At the core of "Vulture Peak" are Lilly and Polly Yip, Chinese twins of remarkable venality. Not only are they expert surgeons, they are creative businesspeople. Their special trick, besides allure: they look so alike they're virtually interchangeable. How Sonchai handles their attractions is one of the more intriguing plot lines.
So is one involving Chanya and her fellow sociology student Dorothy, a "pretentiously depressed" British woman. Dorothy becomes a student of sex, paradoxically discovering her authentic self even as she acquires breast transplants. Nothing is simple in John Burdett's bawdy, wild fiction.
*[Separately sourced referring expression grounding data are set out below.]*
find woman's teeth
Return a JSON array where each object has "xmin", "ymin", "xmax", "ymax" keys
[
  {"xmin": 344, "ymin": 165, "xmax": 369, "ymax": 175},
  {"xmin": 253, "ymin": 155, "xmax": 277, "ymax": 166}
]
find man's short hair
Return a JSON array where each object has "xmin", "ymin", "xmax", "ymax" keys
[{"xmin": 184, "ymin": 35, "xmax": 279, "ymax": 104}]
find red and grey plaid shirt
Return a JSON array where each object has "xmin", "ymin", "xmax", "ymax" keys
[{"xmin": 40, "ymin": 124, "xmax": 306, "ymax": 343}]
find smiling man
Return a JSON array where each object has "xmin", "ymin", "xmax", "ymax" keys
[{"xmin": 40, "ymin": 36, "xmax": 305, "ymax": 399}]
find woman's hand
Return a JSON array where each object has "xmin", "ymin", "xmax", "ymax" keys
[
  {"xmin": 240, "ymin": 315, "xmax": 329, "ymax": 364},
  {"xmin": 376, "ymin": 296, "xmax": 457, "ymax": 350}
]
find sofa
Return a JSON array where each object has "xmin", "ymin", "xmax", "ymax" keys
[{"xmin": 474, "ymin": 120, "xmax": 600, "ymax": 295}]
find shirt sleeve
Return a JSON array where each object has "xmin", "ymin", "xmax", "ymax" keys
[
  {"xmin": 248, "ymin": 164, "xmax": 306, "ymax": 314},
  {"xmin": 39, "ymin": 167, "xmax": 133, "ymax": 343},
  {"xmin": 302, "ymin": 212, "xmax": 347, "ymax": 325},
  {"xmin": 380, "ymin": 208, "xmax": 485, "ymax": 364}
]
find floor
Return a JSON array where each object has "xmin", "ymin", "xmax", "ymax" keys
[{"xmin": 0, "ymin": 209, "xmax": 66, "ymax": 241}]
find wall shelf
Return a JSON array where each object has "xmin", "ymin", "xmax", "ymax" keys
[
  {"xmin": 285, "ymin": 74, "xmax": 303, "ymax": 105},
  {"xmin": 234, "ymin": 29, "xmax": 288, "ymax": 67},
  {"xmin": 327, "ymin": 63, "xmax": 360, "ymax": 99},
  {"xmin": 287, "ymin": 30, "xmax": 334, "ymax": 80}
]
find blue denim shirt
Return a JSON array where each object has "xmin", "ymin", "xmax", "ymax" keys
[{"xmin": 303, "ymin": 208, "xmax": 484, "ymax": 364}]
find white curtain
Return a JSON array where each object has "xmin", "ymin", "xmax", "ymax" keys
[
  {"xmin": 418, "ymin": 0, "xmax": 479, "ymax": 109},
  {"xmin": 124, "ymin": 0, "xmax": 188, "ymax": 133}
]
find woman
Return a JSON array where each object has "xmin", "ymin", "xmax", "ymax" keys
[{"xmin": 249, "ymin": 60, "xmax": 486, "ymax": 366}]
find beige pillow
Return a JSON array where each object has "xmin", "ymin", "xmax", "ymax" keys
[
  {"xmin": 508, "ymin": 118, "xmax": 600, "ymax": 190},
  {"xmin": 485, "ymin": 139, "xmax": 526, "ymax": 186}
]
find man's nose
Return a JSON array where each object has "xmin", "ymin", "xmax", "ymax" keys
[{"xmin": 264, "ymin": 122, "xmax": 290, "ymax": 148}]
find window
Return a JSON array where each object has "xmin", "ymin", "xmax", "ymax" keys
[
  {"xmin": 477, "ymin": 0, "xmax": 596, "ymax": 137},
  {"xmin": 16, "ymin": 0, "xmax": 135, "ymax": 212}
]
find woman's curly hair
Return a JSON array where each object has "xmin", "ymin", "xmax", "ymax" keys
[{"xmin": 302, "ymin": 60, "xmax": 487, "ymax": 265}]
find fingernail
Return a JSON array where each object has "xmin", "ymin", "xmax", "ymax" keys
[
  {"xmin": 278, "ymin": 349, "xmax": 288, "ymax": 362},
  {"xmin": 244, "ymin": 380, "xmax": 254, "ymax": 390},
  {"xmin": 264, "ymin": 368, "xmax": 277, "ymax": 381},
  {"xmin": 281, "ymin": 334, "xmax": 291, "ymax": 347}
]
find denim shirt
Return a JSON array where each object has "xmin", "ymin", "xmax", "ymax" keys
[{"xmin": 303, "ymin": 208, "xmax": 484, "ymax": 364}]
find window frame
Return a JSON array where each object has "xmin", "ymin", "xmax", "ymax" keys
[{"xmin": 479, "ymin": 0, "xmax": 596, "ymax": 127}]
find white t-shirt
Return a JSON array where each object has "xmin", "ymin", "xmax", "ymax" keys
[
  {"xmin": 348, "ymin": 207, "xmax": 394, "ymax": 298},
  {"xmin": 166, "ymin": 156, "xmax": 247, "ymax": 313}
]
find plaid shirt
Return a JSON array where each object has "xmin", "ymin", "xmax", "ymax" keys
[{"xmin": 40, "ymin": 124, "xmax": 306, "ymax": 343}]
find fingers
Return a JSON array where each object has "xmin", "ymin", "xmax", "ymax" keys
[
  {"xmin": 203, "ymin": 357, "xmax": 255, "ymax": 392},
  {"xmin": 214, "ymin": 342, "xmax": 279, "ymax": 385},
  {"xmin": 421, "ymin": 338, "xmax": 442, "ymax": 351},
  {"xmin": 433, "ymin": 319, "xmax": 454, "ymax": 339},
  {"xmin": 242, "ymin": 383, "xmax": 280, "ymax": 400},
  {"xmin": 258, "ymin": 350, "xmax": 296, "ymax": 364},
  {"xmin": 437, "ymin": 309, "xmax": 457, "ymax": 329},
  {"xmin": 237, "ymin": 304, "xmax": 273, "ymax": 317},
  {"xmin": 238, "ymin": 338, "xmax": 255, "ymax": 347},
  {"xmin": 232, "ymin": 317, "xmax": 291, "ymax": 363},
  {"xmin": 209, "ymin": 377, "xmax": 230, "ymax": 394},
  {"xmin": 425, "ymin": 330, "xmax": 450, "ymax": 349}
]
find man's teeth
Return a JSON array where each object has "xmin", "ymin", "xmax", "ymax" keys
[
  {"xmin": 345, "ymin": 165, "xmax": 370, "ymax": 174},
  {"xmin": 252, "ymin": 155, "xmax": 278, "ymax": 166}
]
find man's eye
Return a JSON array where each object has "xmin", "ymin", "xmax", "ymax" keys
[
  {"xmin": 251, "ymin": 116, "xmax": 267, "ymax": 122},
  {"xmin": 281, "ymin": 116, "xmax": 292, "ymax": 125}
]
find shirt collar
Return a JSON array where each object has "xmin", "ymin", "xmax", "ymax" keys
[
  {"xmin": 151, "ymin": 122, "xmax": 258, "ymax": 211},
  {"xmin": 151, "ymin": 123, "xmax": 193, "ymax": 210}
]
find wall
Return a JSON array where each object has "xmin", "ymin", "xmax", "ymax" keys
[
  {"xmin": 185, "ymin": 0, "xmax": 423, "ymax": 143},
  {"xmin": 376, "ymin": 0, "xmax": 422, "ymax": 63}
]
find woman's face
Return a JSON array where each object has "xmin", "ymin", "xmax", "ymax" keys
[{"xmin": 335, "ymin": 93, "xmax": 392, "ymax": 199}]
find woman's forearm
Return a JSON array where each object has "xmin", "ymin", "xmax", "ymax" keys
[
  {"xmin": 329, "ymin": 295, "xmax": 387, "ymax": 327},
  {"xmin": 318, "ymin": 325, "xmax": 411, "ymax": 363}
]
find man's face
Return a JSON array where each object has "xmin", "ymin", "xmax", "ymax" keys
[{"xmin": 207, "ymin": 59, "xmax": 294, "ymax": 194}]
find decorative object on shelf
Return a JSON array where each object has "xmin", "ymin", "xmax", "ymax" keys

Another plot line joins Shanghai detective Chan, a bipolar cop, to Sonchai in efforts to solve the triple murder that launches the book and gives it its title. Vulture Peak is the name of a deluxe redoubt in Phuket, Thailand, where Sonchai goes to inspect three cadavers, all missing their faces -- and fingertips. Like Mr. Burdett's other Sonchai novels, this one begins dramatically, graphically and critically. When Sonchai asks the forensic pathologist whom she suspects, she says she has no real idea:
"You mean whodunit? Only in the more general sense." She raises her eyes. "Ronald Reagan, Milton Friedman, Margaret Thatcher, Adam Smith. Capitalism dunit. Those organs are being worn by somebody else right now."
As usual, Mr. Burdett slips his political criticism between the sheets of a largely compelling story. Sonchai's latest adventure is fine entertainment, with bite, from an author at home in many different worlds.